Centrum Psychiatrii im. dr K. Czumy w Katowicach
Psychiatr Pol 2023;57(1):147-162
Dissociative identity disorder (DID) belongs to the complicated issues of psychiatry and psychology areas. The specificity of the disorder and its clinical picture imply numerous difficulties in the diagnosis and treatment process. The diagnosis of DID can also have significant legal consequences, especially in the context of criminal liability or the general ability to be a witness. Thus, DID is an interdisciplinary problem. In practice, DID is rarely diagnosed, although it is estimated that it occurs in about 1% of the general population. In many cases, the period from the first contact with the healthcare system to a correct diagnosis exceeds several years (on average, 6.7 to 8 years). The average misdiagnosis rate is 2.8 per patient.

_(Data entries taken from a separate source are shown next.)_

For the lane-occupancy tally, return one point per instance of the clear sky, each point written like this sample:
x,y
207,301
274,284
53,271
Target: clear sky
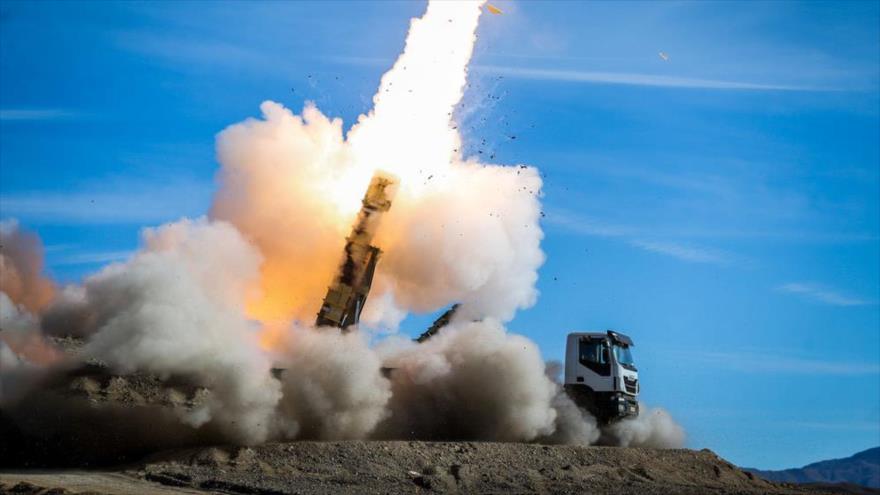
x,y
720,206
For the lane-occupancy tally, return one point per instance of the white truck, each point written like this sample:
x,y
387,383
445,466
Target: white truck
x,y
600,375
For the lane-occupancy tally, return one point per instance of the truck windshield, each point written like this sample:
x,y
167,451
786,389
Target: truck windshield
x,y
623,355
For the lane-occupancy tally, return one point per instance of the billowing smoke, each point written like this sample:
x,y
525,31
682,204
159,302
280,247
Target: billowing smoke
x,y
459,231
21,267
654,428
471,381
333,386
228,302
23,291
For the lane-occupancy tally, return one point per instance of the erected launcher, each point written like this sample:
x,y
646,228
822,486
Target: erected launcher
x,y
347,294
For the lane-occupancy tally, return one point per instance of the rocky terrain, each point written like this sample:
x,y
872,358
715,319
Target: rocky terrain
x,y
89,431
410,467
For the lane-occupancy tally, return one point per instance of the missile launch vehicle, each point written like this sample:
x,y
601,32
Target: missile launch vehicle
x,y
601,376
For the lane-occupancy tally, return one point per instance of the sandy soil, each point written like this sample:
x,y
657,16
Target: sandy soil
x,y
412,467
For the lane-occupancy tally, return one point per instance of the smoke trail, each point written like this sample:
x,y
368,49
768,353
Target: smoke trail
x,y
654,428
21,266
332,385
221,301
291,184
472,381
175,309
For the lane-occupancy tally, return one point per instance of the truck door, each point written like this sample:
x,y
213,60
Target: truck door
x,y
593,353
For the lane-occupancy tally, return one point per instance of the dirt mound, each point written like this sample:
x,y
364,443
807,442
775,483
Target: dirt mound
x,y
452,467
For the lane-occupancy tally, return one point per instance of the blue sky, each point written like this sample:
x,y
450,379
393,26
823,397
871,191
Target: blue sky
x,y
721,207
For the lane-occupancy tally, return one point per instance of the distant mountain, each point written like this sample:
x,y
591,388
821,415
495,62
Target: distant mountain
x,y
861,469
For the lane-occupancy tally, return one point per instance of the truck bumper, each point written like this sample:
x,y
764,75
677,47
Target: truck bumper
x,y
607,407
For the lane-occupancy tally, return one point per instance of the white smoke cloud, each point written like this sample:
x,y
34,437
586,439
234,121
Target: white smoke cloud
x,y
224,300
471,381
332,384
21,267
458,231
176,308
653,428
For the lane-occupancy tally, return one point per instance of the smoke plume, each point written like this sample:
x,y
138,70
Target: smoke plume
x,y
21,267
228,302
472,381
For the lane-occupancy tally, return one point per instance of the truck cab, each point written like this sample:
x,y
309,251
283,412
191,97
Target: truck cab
x,y
601,376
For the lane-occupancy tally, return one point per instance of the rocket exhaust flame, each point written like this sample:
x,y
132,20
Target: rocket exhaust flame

The lack of a quick and proper diagnosis makes it impossible to undertake adequate treatment, which extends the entire therapeutic process, affects its effectiveness and significantly increases costs. There is no doubt that in educating psychiatrists and clinical psychologists, greater emphasis should be placed on correctly detecting dissociative symptoms and the use of adequate diagnostic tools. The aim of this article is to present and identify the main problems that DID implies in the diagnostic and therapeutic (psychological and psychiatric) areas. The article discusses the existing diagnostic tools, the issues of comorbidity and the causes of incorrect diagnoses. The issues of false-positive diagnoses and difficulties in differentiating patients with DID from simulators were also discussed. The primary mistakes made during the therapy, such as the strategy of minimization or the actions leading to multiple therapist disorder, were analyzed. Legal aspects will be presented in a separate article.